Previous anomaly detection approaches were challenged by many problems especially the data labeling and sequence prediction. Applying RL provides a new angle to the anomaly detection tasks and the test results indicated the effectiveness of this method. Actor-critic was a promising architecture in that actor could select actions with the least computation especially for continuous actions and the stochastic policy could be learned for the best probability of all kinds of actions.

Different to large labeled datasets like ImageNet accelerated the development of supervised learning, lack of standardization of environments(equivalent to the labeled datasets) in RL might hinder the application of RL to the anomaly field which also makes it difficult to reproduce published research and compare results with.

7. Conclusions

The proposed anomaly detection model consists of one global and twelve workers which was provided with a copy of the environment, trained independently and then updated the global asynchronously.
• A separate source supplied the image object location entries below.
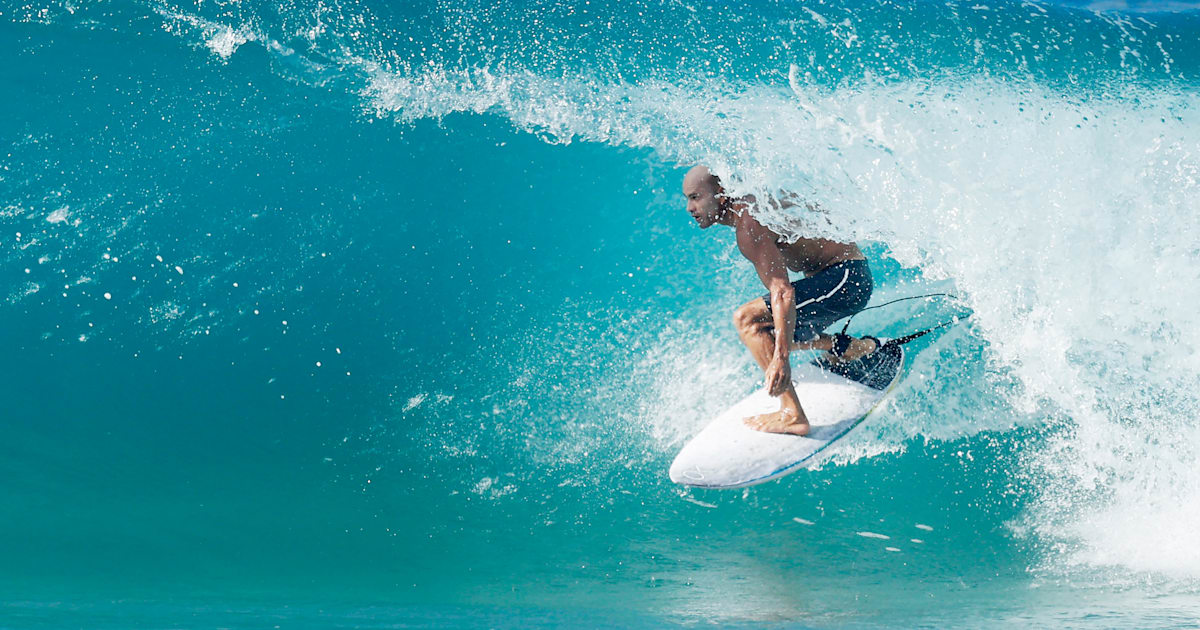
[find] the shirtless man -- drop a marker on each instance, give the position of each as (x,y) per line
(792,315)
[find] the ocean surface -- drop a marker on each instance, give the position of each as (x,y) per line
(361,313)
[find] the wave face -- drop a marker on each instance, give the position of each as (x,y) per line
(376,304)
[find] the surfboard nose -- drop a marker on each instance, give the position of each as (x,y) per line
(685,473)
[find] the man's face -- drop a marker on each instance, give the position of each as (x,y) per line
(703,204)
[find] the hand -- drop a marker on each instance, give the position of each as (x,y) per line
(779,377)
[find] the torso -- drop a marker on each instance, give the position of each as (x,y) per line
(811,256)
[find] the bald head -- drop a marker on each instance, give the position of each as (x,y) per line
(700,175)
(706,198)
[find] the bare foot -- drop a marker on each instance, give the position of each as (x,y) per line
(781,421)
(858,348)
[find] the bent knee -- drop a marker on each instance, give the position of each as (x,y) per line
(751,315)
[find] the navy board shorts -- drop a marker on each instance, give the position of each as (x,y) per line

An attention mechanism was proposed for the actor network of global and each worker in detecting sequential anomalies. CNN architecture was for the task of detecting images, video anomalies. The critic was constructed with the Feed Forward NN with three layers connected with ReLU activation function. Dynamic learning rate was used to update weights of the actor under the guidance of critic. Larger learning rate was set initially and decayed over time to make the training process fast and stable.

Test results based on three benchmark datasets showed our model’s effectiveness in detecting anomalies and the performances surpassed many existing counterparts or at least comparable to these models.